I had Ice dam problems that had rivers running down exterior walls until I put a strip of clad aluminum about 4 ft. wide all along the eave. The first bit of sun that comes out after a snowfall and the snow slides off the roof leaving a clean edge. Best thing I ever did. Ridge vents that get buried won't work so install a couple of vertical vents and all will be well.
Wally, Montreal
We've had record snow falls here in Massachusetts. So I've spent a lot of time recently removing ice dams. Some guys I know like to use a sawzall and use the end of the blade to chip channels in the ice another guy I know swears by an Estwing "Fireside Friend" which is a 4 lb mini splitting maul, which I tried but the splitting side makes me real nervous around shingles. Plus swinging that thing all day would destroy my joints!

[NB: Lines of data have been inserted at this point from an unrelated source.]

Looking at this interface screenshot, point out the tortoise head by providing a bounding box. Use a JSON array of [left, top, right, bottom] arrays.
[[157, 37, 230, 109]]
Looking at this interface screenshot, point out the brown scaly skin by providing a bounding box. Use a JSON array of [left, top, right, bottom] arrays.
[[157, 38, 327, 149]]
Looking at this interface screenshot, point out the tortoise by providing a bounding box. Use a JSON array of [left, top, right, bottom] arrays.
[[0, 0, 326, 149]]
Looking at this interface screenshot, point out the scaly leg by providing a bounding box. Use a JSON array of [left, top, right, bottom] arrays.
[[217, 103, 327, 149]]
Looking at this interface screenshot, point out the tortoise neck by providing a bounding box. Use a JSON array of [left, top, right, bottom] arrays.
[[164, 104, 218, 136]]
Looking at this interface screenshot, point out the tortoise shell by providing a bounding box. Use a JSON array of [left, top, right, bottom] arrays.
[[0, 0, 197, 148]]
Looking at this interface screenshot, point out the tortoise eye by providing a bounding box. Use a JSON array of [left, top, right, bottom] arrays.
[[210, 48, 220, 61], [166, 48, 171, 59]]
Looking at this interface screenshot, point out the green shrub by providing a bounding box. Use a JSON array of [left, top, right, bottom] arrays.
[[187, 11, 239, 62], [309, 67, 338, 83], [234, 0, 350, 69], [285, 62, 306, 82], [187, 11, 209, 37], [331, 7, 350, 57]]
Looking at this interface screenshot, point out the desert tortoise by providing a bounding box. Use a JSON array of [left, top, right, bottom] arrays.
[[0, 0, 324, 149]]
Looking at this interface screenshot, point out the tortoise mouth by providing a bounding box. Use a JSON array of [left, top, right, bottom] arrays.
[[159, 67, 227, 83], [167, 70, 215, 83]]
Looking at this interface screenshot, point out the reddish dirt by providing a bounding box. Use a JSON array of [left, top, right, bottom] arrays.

Personally I think the best way to go is a smallish (@ 1") rotary hammer with a chipping function (corded or cordless but you'll need a LOT of batteries) and a tile removal chisel. The tile chisel is slightly angled which helps keep you in line with the roof and the blade is long and thin, so it can create cracks in the ice rather than just trying to mash it. I follow the pitch of the roof from the bottom and leave a few inches of ice on the roof which I then break up with a 28 oz framing hammer. Starting from the bottom I break up the ice right by the gutter and get to bare roof, from there it's easier because you can just break off chunks from the edge of the hole you've created in the ice, I also use the bouncy spot between rafters and let that flex break up the sheet of ice. I never actually touch the roof so there's no cracked shingles and very little ice left on the roof. Works great!
Move south.
No contest, an ice pick works beautifully to remove ice dams.
The ice has grain like wood. A sharp jab will split the ice and allow removal in large chunks. The pick works especially well clearing ice out of gutters from around the gutter fasteners. Try it and you will see how the ice pick teaches you how to use it (my father-in-law delivered ice before refrigeration, and told me that). It really works.